Quite often we have a tendency to forget that in our Bibles there are necessarily some opinions of man interspersed with the word of God. Among these are simple things required for translation purposes such as inserting a definitive object (a, an, or the) before a word to make it easier to read in English. Other times, it might involve translating an idiom into a more correct understanding rather than a literal rendition which might have a completely different meaning. (I always use the example that if you asked me for a million dollars and I responded, “Go jump in the lake.”, I wouldn’t actually be commanding you to cast yourself into a body of water. You’d immediately understand that I meant “No” in an emphatic way. Occasionally, there are even words that have taken on different meanings and the translators have had to decide which meaning to use.

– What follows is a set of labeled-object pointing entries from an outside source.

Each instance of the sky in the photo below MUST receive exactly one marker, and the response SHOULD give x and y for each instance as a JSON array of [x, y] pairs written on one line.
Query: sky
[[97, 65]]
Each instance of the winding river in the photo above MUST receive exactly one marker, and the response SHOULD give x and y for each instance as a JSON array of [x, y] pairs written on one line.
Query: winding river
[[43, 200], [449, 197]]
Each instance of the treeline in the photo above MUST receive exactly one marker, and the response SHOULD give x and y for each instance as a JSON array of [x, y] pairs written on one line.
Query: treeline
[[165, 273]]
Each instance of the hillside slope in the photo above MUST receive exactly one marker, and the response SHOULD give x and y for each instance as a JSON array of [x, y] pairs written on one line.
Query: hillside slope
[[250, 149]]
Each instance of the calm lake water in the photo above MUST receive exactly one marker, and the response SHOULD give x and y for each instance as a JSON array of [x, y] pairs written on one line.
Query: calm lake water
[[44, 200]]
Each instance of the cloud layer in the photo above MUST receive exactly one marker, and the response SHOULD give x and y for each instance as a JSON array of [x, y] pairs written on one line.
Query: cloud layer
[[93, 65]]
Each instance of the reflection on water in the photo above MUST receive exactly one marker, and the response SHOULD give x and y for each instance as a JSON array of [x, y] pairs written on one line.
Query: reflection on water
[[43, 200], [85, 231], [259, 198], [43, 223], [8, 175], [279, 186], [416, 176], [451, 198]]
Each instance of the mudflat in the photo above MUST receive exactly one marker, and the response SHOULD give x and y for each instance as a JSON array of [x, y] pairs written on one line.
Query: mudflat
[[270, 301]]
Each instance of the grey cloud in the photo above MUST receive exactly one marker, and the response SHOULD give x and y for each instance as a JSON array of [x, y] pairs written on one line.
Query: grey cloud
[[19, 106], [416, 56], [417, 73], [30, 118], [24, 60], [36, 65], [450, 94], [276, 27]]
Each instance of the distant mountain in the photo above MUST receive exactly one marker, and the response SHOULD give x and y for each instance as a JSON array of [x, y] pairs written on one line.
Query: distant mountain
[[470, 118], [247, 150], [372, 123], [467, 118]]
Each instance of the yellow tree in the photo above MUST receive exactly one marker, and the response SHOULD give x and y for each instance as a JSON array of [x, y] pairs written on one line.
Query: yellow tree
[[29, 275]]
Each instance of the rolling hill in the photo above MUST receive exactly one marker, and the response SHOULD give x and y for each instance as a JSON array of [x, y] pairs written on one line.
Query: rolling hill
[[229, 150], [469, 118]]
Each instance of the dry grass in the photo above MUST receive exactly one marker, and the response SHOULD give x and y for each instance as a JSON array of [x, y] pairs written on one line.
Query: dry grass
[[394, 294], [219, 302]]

A classic is the term Holy Ghost. In the 1600’s when the KJV was being written, “ghost” meant “guest” and the idea was that the Spirit of God was a welcome guest in our lives. Through the years, the word “ghost” evolved into an entirely different and somewhat disreputable meaning. So, by the time the ASV came out, the term “Holy Spirit” had replaced the term “Holy Ghost” in our Bibles and remains that way in modern translations. One of the biggest manmade additions to our Bibles has been the chapters and verses which were assigned that way with no apparent reasoning or rationale. It’s quite obvious that the last part of Romans 5 and the beginning of Romans 6 are expressing the same thought and sometimes a verse cuts a sentence in two. And don’t even get me started on study Bibles where someone writes a commentary to tell you what the Bible actually means.
So, back to our dilemma. We quickly realized that these words from Jacob to his sons were not blessings. But they were prophetic. And then we continued reading the word of God, warned afresh to focus on His words and not opinions.